Pitch-Framework: I developed my own, hope it will help you too. (Download)

Nowadays, the term pitching can be found everywhere and there are many different frameworks that claim being the “best practice”. Pitching is dealt like either you master it or you don’t. This perception has always put a lot of pressure on me. But today, I believe there is nothing such as “the best” framework. It doesn’t matter how you pitch as long as you achieve the desired outcome. I made the experience that pitching works best, if the framework fits your person and your content. Because I couldn’t find such a framework among the existing ones, I started creating my own by drawing from others. Now, I want to share it with you for two reasons: I want to motivate you to come up with your own structure, and, I want to inspire you with the content from mine.

Before we jump into it, I have to explain first how I understand the term pitching: Convincing your audience in 1-2 minutes of your solution (idea, service, project, skill, product etc.) for a specific problem (job vacancy, customer need, social issue etc.) with the aim to make them take action (buy, donate, promote, employ etc.).

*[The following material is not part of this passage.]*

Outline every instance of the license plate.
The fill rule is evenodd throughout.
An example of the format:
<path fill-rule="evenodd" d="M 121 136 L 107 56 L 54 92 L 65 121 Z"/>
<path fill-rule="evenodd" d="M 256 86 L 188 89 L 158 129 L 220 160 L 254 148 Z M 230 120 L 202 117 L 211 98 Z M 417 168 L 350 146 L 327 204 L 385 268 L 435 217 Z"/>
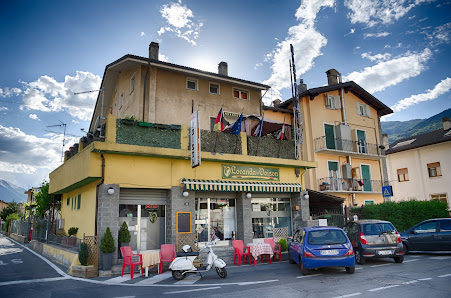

You believe in your solution, you know it’s outstanding and you know that you are the right person to solve the problem. This has to be given, otherwise you wouldn’t pitch, right? The question is, how can you make your audience believe in your solution the same way as you do.

Rule 1: Make them feel the same way about your solution as you do! Make them step into your shoes, give them access to your world and allow them to perceive the problem and the solution the same way as you do. This can be achieved by disclosing yourself: make the audience understand your underlying motivation, beliefs and values related to the problem that you are solving. They have to understand why it’s exactly you who created exactly this type of solution.

Rule 2: Put everything in one story which you share in an honest, authentic manner with very simple, easy understandable language.

Below you can find an example of how Mrembe – our office manager and one of our Nai Nami guides – pitches the tours to an audience by using my pitch framework. Download the framework and try to match the different parts of his pitch with the sections in the framework. Also, pay attention on how his pitch fulfils both rules mentioned above.

Mrembe’s Pitch

“I am Mrembe. I was born in the Mathare slum and raised by a single mother until I reached seven years. This was my age when she chased me away from home and when I had to start taking care of myself. I became one of the 60,000 street children of Nairobi.

Life on the street was hard. I still remember the cold nights with an empty stomach. To survive, I started begging, then stealing until I turned into a leader of a gang with 17 members doing mass robberies on Tom Mboya Street. At this point, I realised that if I want to have a future, I need to change my life. As you can imagine, the world doesn’t have anything to offer for a person like me. The same counts for the other 300,000 street kids in Kenya who also have a long criminal record and lack of formal education.

That’s why I came together with my friends to create our own job. We built on the only thing we had acquired on the streets: Street Skills and a Life Story. Nobody knows the dynamics of the streets better than we do, nobody has more insights and intimate stories to share about Nairobi than us. Street Skills and Life Stories are our past, and today we turn them into our future.

We offer to visitors a personal, one-to-one storytelling walking tour in downtown which is guided by people like me. Book a tour with us and we give you the unique opportunity to experience Nairobi through our eyes, through the eyes of a street child.”